1. Regulation of Chlamydia Development and Stress Responses
Chlamydia undergoes a developmental cycle that alternates between the infectious elementary body (EB) and the proliferative reticulate body (RB). EBs enter host cells and differentiate into RBs within cytoplasmic vacuoles known as inclusions. Following several rounds of replication, RBs differentiate back into EBs, which exit host cells through either host cell rupture or inclusion extrusion.
This biphasic development can be disrupted by various stressors, leading to the formation of abnormally large RBs termed aberrant bodies (ABs), which cannot differentiate into EBs. This suspension of normal RB replication and EB formation is called chlamydial persistence. Persistence is a major factor in chlamydial pathogenesis, as it can be triggered by host defense mechanisms or antibiotic treatment. When the stress subsides, ABs revert to RBs, resuming the productive developmental cycle. Persistence contributes significantly to treatment failure and chronic infections, leading to complications such as infertility.

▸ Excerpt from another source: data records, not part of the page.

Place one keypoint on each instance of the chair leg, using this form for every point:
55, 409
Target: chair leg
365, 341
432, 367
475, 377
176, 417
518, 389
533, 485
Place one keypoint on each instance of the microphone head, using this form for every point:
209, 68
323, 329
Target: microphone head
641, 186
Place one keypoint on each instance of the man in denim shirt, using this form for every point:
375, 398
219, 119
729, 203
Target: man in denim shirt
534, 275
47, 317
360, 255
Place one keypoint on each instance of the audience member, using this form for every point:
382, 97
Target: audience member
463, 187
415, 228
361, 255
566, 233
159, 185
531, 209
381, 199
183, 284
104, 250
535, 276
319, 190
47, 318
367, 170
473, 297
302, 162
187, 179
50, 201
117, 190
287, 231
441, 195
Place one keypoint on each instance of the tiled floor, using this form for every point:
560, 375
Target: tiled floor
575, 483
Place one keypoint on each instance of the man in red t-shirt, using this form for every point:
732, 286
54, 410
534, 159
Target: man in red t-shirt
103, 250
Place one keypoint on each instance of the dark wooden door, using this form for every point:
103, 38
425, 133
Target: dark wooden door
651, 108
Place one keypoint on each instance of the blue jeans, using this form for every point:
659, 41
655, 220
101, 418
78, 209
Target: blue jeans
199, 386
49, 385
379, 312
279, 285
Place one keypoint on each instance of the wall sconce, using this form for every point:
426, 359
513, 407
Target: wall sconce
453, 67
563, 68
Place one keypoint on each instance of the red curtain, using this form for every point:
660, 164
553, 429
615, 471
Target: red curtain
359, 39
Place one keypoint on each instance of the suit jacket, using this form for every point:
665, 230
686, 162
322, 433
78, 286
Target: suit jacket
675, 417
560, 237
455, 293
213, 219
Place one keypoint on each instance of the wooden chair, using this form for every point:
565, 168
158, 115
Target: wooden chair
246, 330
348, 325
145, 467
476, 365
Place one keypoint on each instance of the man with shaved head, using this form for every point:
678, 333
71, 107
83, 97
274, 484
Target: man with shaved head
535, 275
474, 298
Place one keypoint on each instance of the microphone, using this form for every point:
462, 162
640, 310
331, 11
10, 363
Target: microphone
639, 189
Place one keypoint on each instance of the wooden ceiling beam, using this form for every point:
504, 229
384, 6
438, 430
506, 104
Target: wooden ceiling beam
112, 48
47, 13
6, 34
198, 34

We study the regulation of the chlamydial developmental cycle and stress responses. Our investigations have revealed transcriptomic signatures linked to different developmental stages and identified regulators essential for progeny formation. Additionally, we have discovered regulators critical for stress responses. Our ongoing work aims to uncover the mechanisms underlying these two classes of regulators and their roles in shaping chlamydial biology.
2. Development of Novel Chlamydia Vaccines
Despite decades of research, no licensed Chlamydia vaccine is currently available. Our lab is pioneering novel approaches to vaccinology, focusing on developing live attenuated Chlamydia vaccines to prevent chlamydial diseases.